Panel at XR for Change Summit

June 17, 2019

Tamara Patton presented one of the new SGS virtual reality projects at the XR for Change Summit in New York. It seeks to reenergize public debate on the threats posed by nuclear weapons in the twenty-first century by using a documentary VR experience based on the false ballistic missile alert sent via text messages to the people of Hawaii on 13 January 2018. The alert lasted 38 minutes before it was recalled.

Using audio from interviews with people in Hawaii at the time of the alert together with cutting-edge capture and animation techniques, the VR experience weaves together accounts of how individuals coped with the possibility of an incoming nuclear weapon. The project invites viewers to contemplate what it means to be a potential victim of a nuclear weapon, as well as what it means to be responsible for the threat of such violence as a citizen of a state possessing nuclear weapons.

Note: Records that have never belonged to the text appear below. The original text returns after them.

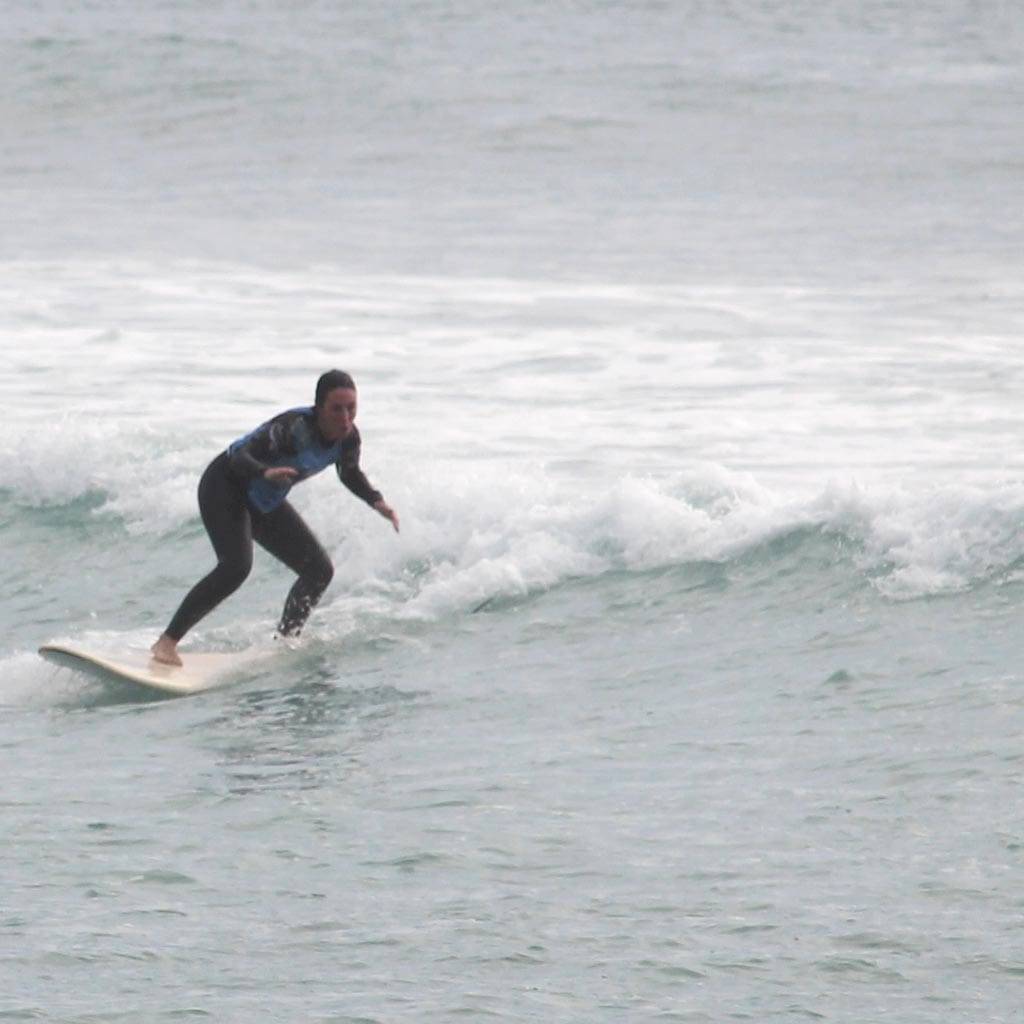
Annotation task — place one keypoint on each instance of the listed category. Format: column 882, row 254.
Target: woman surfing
column 243, row 497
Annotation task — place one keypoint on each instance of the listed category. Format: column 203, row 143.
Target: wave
column 489, row 532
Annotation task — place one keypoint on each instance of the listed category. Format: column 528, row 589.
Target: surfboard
column 200, row 671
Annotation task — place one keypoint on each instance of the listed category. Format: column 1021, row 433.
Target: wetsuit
column 239, row 506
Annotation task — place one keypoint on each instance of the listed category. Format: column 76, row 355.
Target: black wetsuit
column 239, row 506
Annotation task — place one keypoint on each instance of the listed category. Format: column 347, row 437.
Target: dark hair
column 329, row 381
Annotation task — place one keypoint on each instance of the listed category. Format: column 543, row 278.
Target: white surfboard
column 199, row 671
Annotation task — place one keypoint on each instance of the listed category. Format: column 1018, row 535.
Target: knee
column 320, row 573
column 325, row 572
column 233, row 574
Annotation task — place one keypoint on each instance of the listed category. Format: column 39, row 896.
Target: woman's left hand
column 389, row 513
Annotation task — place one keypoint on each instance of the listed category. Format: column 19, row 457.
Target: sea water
column 688, row 343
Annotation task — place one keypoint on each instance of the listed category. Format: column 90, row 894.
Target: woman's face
column 337, row 415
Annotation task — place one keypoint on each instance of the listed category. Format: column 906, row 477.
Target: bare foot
column 165, row 650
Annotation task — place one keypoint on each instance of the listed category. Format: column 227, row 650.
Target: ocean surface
column 688, row 339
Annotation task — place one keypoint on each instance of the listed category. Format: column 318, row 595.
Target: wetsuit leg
column 285, row 534
column 227, row 520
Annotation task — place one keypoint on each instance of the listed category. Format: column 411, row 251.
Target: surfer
column 243, row 497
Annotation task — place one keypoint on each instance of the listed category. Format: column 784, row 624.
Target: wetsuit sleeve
column 350, row 474
column 256, row 455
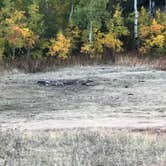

The project is a collaboration between SGS, Games for Change, and Atlas V and Archer’s Mark, the creative forces behind award-winning non-fiction VR experiences Vestige and Notes on Blindness.The team aims to release the experience as a location-based installation at venues geared toward a public audience.

 

 

The XR for Change Summit showcases how immersive media is advancing social causes in a day of talks, workshops, and demos, with a wide range of participants including developers, storytellers, educators, and researchers using VR, AR and other immersive technologies in new ways. The summit is hosted each year by Games for Change, an NGO which works to empower game creators and social innovators to drive change using games and technology that help people to learn and improve their communities.